Alberic slowly shook his head, but not in denial. ‘I don’t think there’s much to tell,’ he said. ‘I attacked him, right enough. He was kneeling by her grave with his back to me. I’d been sitting there all night, singing my song to her, and I think it was all too much.’ A sob broke out of him. ‘I knew he’d always had an eye for Ida, but I didn’t really think anything of it because, from what I’d seen of him, he was like that with all the pretty girls. Funny thing is, they must all have realized the sort of man he was, but it didn’t seem to make any difference. They all liked him.’ He shook his head again as if in puzzlement at the incomprehensible ways of the world.

I pitied him. Married to a jealous and possessive dragon of a woman, the one ray of light in his wretched life had been a girl whom he did not dare approach and with whom all he could share was the occasional song. What a contrast with Alain de Villequier who, as I had observed myself, did indeed have a way with women. .

‘They were that discreet, it didn’t even occur to me there was anything going on between them,’ Alberic said sadly. He glanced at me. ‘I–I thought better of Ida,’ he said, shamefaced. ‘I believed she was too good, too pure, to give herself to a man betrothed to another woman. But then, what do I know?’ he added bitterly.

‘When did you find out?’ I felt hugely sorry for him. Yes, he had just attacked a man and left him for dead, but I was beginning to understand what had driven him to it.

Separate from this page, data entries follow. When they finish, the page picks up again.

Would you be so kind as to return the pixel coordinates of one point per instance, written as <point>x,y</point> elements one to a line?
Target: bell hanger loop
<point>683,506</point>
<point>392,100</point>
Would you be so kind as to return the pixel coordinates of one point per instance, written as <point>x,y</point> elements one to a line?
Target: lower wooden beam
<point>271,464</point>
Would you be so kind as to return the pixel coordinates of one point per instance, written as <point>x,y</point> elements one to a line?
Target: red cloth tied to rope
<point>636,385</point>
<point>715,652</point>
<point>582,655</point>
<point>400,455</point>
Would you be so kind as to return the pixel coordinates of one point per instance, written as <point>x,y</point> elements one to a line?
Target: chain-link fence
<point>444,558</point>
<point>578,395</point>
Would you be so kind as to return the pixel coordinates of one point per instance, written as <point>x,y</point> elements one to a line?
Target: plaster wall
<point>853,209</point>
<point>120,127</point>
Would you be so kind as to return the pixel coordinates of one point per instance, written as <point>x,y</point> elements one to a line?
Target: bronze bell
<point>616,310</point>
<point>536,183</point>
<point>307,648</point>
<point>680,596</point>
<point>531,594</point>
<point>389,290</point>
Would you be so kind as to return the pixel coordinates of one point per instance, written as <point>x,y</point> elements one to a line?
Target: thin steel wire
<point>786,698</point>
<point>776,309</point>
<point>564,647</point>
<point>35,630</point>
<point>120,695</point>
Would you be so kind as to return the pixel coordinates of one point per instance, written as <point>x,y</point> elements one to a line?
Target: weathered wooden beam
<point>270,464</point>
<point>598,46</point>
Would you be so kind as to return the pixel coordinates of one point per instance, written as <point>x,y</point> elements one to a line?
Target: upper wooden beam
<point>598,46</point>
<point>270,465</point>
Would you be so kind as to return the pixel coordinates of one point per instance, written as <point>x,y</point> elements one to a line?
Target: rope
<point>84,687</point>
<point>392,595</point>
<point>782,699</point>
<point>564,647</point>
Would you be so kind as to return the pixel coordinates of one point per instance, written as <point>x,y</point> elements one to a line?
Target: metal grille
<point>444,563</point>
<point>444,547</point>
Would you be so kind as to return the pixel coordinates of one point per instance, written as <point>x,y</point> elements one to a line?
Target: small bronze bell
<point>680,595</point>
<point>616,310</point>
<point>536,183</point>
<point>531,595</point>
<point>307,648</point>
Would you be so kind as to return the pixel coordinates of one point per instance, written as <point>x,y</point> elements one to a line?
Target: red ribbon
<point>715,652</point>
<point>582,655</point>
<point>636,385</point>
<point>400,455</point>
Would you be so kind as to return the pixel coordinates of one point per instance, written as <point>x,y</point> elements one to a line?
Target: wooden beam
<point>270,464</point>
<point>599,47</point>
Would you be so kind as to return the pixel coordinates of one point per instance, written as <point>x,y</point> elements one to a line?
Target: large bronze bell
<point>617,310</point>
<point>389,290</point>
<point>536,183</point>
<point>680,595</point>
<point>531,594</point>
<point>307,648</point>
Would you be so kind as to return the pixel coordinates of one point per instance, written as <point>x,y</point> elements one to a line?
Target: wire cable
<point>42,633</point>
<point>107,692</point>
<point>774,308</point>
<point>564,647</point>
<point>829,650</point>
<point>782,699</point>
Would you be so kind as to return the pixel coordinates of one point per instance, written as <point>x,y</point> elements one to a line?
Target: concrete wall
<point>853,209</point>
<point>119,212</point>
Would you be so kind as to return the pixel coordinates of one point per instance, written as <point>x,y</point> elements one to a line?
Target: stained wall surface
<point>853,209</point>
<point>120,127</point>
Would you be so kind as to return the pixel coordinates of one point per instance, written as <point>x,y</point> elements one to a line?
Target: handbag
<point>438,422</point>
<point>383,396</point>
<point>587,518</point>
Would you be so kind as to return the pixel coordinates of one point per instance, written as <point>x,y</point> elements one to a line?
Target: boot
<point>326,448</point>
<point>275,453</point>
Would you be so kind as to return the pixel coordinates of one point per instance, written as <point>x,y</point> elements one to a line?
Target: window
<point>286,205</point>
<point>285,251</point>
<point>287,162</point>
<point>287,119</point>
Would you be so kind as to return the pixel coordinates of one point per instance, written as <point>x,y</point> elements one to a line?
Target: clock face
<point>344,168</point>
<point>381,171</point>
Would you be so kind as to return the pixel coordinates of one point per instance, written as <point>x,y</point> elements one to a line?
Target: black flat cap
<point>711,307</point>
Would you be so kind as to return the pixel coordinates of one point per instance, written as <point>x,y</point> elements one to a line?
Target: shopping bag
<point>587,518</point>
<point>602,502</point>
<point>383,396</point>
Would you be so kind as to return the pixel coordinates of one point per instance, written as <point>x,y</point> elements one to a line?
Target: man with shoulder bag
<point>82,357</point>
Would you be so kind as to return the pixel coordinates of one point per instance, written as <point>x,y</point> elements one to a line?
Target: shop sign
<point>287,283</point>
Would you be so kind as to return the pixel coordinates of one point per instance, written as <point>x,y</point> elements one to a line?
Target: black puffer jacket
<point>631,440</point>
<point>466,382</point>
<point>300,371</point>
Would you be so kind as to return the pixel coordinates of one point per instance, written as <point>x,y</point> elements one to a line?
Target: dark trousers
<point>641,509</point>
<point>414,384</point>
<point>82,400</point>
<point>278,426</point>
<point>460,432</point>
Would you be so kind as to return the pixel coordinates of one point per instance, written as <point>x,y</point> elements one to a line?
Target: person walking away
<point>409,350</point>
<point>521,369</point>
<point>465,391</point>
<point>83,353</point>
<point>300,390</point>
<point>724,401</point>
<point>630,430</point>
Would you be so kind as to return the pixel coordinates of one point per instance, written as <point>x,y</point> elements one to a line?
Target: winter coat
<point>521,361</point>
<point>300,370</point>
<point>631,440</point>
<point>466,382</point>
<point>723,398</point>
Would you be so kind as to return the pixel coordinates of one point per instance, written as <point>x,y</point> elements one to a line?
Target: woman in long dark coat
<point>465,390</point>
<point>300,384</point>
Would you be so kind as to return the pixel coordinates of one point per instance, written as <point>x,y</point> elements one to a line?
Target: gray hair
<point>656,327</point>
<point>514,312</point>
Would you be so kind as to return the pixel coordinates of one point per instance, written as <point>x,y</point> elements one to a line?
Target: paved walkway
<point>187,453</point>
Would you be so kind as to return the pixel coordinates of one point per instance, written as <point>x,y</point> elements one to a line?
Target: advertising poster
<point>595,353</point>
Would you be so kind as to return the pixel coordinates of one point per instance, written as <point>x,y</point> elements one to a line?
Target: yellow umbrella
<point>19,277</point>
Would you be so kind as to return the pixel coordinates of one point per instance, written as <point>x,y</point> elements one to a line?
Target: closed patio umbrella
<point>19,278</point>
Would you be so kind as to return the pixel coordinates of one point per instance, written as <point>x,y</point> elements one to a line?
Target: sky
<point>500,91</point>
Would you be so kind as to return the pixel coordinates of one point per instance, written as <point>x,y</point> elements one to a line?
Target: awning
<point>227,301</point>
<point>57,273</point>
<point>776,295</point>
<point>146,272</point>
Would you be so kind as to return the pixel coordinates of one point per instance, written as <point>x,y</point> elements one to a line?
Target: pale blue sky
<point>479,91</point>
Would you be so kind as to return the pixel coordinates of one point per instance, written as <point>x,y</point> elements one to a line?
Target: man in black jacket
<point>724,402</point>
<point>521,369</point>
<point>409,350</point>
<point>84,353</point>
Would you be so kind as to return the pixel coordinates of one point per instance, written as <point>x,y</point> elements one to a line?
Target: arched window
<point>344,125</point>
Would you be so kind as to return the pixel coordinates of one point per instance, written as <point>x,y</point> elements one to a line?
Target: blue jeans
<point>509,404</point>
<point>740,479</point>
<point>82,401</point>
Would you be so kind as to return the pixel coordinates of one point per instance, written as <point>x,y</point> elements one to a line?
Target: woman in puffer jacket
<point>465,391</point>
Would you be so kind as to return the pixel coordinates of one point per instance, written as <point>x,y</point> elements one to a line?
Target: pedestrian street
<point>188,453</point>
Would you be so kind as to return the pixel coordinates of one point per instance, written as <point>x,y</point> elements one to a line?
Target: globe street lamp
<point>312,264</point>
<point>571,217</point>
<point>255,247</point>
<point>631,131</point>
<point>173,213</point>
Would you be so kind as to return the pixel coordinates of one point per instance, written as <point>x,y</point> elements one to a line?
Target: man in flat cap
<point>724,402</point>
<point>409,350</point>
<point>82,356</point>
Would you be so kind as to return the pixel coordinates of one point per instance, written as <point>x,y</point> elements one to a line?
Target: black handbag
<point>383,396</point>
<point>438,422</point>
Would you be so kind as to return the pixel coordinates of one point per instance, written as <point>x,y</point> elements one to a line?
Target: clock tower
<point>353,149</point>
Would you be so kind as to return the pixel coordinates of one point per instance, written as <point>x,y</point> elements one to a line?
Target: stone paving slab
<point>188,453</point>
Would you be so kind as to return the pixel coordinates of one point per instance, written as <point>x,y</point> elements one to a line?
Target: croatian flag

‘When I came here to Aelf Fen to seek her out,’ he replied. ‘I discovered that Lakehall was nearby, and I reckoned I’d be able to live rough, it being summer and the weather good, while I found her and told her I was now free.’ He laughed shortly. ‘Fat lot of good that did me, I can tell you. She looked at me out of those lovely eyes of hers and said she was honoured by my affection for her, but she loved another. When I pressed her, when I told her about my tidy little cottage and the decent living I make with my flint-working and the music and that, she said she was very sorry, but she could never be mine.’ He paused, and I saw tears in his eyes. ‘I went on at her, demanding to know who the other man was, and in the end she took pity on me and told me she was carrying this other feller’s child.’

‘She didn’t mention Sir Alain?’

He smiled grimly. ‘No. But now she’d told me there was someone else, I thought back, and I saw what I should have seen all along. She loved him all right. I knew then it was hopeless.’

I reached for his hand, then, pitching my voice so he would realize it wasn’t a serious suggestion, said, ‘You didn’t kill her in a fit of jealousy?’ I already knew the answer.

‘No,’ he said, his gentle face full of emotion. ‘I had to face up to the fact I had lost her, but I knew I just had to let her go. I loved her. It was not in me to take her life because she did not love me. I told her I wished her well, and in my heart I made myself believe it.’

That was true love indeed, I thought, that a man would place a woman’s happiness so far above his own, even though she would enjoy it with someone else.

‘I believe I know who put her in my Granny’s grave,’ I said. ‘I believe it was Derman.’ I explained my theory.

‘Derman?’ Alberic said when I had finished.

I explained about Derman too.

‘Didn’t know about him,’ Alberic muttered. ‘Someone else who couldn’t keep their eyes off my Ida.’

I was just thinking that, unless he was a very good liar, it didn’t look as if Alberic had killed Derman, when he spoke again. ‘Reckon I know who you mean, though,’ he said. ‘Big, awkward sort of feller, large head, big, floppy mouth.’

‘That was Derman, yes.’

‘Hmm.’ I waited. ‘Saw him talking to a woman,’ Alberic went on after a while. ‘Or, I should say, she was talking to him, standing there in front of him wagging her finger at him, giving him a right ticking-off.’

I stiffened. ‘What did this woman look like?’

‘She was a right looker. Black hair with a bluish sheen, lovely golden skin, and she moved like a dancer.’